There seems to be a lot of confusion around the remedy the Mass SJC ordered. The court wrote
We face a problem similar to one that recently confronted the Court of Appeal for Ontario, the highest court of that Canadian province, when it considered the constitutionality of the same-sex marriage ban under Canada's Federal Constitution, the Charter of Rights and Freedoms (Charter). See Halpern v. Toronto (City), 172 O.A.C. 276 (2003). Canada, like the United States, adopted the common law of England that civil marriage is "the voluntary union for life of one man and one woman, to the exclusion of all others." Id. at, quoting Hyde v. Hyde, [1861-1873] All E.R. 175 (1866). In holding that the limitation of civil marriage to opposite- sex couples violated the Charter, the Court of Appeal refined the common-law meaning of marriage. We concur with this remedy, which is entirely consonant with established principles of jurisprudence empowering a court to refine a common-law principle in light of evolving constitutional standards. See Powers v. Wilkinson, 399 Mass. 650, 661-662 (1987) (reforming the common-law rule of construction of "issue"); Lewis v. Lewis, 370 Mass. 619, 629 (1976) (abolishing common-law rule of certain interspousal immunity).
We construe civil marriage to mean the voluntary union of two persons as spouses, to the exclusion of all others. This reformulation redresses the plaintiffs' constitutional injury and furthers the aim of marriage to promote stable, exclusive relationships. It advances the two legitimate State interests the department has identified: providing a stable setting for child rearing and conserving State resources. It leaves intact the Legislature's broad discretion to regulate marriage. See Commonwealth v.

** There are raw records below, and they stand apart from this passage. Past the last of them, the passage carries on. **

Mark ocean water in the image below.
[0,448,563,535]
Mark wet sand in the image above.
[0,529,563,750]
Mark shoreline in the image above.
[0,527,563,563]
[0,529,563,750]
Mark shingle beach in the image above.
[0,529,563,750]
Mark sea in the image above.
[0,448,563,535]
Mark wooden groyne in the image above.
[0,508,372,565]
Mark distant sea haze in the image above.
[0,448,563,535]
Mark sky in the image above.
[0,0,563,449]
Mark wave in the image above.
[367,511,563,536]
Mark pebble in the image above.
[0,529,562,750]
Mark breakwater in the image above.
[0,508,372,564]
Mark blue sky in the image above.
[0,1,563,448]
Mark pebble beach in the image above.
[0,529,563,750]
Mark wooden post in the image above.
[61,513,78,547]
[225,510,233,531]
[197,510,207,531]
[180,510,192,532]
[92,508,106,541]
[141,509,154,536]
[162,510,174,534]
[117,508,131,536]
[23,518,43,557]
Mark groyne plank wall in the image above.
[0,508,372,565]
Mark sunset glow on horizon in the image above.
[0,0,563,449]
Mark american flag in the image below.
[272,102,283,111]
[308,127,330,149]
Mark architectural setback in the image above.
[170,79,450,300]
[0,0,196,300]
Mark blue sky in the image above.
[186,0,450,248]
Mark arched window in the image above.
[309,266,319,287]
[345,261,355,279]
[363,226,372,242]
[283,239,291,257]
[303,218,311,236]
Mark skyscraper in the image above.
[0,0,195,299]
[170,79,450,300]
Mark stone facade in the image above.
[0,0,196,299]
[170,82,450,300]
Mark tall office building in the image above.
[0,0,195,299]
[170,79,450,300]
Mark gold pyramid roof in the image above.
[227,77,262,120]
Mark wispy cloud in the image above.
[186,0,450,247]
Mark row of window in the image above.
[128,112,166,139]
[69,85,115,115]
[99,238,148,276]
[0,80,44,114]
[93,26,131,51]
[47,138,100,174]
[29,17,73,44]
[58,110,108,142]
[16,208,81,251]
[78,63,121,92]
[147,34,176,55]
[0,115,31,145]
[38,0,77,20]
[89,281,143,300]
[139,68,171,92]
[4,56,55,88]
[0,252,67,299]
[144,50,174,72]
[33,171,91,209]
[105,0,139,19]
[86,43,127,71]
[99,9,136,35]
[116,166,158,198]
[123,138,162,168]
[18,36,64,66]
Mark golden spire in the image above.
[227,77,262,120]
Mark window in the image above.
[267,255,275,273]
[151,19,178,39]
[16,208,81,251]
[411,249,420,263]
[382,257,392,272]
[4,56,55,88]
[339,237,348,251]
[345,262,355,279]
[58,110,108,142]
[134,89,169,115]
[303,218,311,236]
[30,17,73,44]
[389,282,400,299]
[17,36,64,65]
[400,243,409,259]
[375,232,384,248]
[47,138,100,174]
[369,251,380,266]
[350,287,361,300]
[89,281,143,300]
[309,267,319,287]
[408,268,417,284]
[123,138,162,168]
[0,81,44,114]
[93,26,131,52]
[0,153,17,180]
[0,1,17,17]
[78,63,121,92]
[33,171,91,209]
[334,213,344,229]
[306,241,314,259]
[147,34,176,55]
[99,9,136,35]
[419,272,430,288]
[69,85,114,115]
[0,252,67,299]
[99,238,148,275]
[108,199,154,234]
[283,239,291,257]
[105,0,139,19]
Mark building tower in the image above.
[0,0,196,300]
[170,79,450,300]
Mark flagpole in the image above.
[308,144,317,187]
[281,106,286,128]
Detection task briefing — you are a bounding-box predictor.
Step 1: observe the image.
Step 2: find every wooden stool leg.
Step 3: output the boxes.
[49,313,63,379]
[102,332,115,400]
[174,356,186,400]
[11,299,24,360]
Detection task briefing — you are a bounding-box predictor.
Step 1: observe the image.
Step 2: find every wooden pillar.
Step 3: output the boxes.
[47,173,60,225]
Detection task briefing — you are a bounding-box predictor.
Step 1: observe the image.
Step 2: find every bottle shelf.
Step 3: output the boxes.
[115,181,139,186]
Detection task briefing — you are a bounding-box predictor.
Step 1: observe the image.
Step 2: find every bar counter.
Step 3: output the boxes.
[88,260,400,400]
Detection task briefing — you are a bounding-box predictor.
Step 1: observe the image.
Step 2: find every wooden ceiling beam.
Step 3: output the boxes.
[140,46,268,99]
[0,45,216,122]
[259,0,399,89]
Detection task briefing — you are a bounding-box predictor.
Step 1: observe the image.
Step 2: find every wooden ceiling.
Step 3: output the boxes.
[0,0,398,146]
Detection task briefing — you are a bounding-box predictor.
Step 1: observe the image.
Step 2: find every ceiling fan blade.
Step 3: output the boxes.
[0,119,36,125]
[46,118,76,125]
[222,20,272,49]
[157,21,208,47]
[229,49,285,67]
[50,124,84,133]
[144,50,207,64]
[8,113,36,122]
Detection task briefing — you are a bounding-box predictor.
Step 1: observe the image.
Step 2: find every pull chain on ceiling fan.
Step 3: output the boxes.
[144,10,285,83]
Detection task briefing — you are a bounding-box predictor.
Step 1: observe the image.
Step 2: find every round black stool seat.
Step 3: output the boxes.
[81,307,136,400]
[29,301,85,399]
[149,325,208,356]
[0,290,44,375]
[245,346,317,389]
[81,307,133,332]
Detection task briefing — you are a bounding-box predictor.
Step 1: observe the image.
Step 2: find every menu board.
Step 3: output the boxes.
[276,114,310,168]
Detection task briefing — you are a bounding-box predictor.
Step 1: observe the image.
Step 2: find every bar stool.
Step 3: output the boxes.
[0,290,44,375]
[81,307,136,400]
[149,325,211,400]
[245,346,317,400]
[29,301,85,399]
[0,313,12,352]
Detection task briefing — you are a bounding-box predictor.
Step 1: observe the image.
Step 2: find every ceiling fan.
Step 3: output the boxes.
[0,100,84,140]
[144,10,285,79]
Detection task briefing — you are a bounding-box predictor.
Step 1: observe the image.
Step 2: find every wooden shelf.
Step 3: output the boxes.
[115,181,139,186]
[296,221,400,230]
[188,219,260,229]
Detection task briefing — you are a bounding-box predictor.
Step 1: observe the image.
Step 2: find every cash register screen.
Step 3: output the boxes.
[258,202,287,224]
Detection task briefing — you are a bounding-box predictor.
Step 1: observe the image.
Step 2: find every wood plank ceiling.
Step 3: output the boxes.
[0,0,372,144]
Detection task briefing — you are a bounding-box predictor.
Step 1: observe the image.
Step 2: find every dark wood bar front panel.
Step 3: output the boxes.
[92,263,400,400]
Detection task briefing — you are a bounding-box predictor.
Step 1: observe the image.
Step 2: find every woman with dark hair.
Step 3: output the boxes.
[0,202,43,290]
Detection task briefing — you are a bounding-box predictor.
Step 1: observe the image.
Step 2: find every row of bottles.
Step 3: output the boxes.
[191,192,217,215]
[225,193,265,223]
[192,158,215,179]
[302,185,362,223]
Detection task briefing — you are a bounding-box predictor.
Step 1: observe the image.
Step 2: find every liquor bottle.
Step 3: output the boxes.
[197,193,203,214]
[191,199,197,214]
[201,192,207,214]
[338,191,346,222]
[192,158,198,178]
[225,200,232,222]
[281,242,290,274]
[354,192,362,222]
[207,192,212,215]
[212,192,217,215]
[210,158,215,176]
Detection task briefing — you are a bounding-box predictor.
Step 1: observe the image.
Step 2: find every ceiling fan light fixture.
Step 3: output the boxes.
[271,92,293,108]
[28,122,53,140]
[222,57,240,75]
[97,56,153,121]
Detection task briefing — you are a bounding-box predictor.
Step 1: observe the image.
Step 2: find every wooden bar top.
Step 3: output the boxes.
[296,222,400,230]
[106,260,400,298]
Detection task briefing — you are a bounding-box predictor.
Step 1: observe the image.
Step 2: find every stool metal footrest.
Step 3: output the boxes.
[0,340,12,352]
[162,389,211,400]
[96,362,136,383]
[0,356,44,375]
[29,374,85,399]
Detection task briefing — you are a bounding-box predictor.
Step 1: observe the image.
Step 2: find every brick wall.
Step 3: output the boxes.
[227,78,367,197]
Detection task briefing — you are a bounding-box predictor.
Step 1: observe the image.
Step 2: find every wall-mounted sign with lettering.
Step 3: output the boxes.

Stowell, 389 Mass. 171, 175 (1983).
In their complaint the plaintiffs request only a declaration that their exclusion and the exclusion of other qualified same-sex couples from access to civil marriage violates Massachusetts law. We declare that barring an individual from the protections, benefits, and obligations of civil marriage solely because that person would marry a person of the same sex violates the Massachusetts Constitution. We vacate the summary judgment for the department. We remand this case to the Superior Court for entry of judgment consistent with this opinion. Entry of judgment shall be stayed for 180 days to permit the Legislature to take such action as it may deem appropriate in light of this opinion. See, e.g., Michaud v. Sheriff of Essex County, 390 Mass. 523, 535-536 (1983).

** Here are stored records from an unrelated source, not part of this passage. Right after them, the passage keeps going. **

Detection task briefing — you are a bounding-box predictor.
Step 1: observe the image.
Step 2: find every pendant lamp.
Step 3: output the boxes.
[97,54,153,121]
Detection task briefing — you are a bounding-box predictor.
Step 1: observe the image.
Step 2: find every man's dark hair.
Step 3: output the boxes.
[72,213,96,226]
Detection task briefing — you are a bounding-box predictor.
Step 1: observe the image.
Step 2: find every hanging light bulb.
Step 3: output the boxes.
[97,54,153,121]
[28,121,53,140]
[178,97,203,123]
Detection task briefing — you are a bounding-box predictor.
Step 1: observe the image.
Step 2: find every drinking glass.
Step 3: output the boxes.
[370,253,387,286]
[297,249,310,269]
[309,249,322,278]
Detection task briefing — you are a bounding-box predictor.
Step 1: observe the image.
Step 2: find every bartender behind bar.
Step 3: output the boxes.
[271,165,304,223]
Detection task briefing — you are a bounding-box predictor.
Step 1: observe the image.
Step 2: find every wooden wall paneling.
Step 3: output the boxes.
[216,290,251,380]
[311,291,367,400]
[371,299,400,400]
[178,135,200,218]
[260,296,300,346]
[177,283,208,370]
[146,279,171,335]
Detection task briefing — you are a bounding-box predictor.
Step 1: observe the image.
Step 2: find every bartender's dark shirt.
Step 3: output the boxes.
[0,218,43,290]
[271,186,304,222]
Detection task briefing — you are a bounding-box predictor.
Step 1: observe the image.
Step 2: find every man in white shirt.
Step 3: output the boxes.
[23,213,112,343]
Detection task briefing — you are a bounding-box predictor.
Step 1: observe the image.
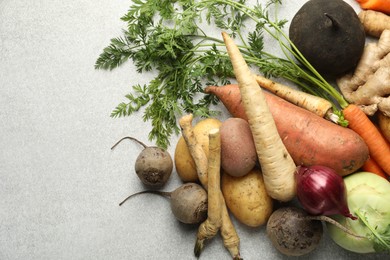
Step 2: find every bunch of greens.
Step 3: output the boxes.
[95,0,345,147]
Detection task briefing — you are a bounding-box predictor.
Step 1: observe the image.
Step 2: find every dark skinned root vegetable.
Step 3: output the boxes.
[289,0,366,76]
[266,207,363,256]
[119,183,207,224]
[111,136,173,188]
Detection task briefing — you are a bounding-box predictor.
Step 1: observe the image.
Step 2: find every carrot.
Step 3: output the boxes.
[356,0,390,14]
[362,158,387,180]
[343,104,390,176]
[206,85,369,176]
[222,33,296,201]
[358,10,390,38]
[256,75,332,117]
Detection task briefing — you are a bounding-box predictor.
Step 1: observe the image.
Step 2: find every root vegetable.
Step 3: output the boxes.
[266,207,362,256]
[296,165,356,219]
[356,0,390,14]
[179,114,240,259]
[327,172,390,253]
[289,0,366,76]
[222,30,296,201]
[267,207,323,256]
[256,75,332,117]
[119,183,207,224]
[362,158,387,179]
[194,129,222,257]
[111,136,173,188]
[222,168,273,227]
[344,104,390,175]
[220,118,257,177]
[378,112,390,142]
[208,85,369,176]
[337,30,390,116]
[174,118,222,182]
[358,10,390,38]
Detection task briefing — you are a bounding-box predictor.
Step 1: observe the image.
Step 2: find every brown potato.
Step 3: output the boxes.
[221,168,273,227]
[221,118,257,177]
[174,118,222,182]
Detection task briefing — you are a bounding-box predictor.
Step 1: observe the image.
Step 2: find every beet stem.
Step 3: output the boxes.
[111,136,148,150]
[119,190,172,206]
[324,13,340,30]
[305,216,366,239]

Some people have thought this allowed the Mass legislature to adopt civil unions or gave it time to amend the constitution. It certainly does not do the latter as amending the constitution in Massachusetts takes several years. It is less clear from the opinion whether civil unions would suffice. The court states clearly that the state has had ample opportunity to justify the exclusion of same-sex couples from civil marriage and has not done so. It's not giving the state another six months to come up with new laws and new reasons to exclude. So why did the court give the legislature six months? I think the reason is that the court understands that the legislature may wish to make changes to other laws in light of the fact that same-sex couples will be getting married. For example,
John Derbyshire asks whether cell mates could now get married. The legislature or the department of corrections may wish to deal with such an issue. The legislature doesn't have to do anything, though. If after six months, it does nothing the department of health will be required to give marriage licenses to same-sex couples who request it.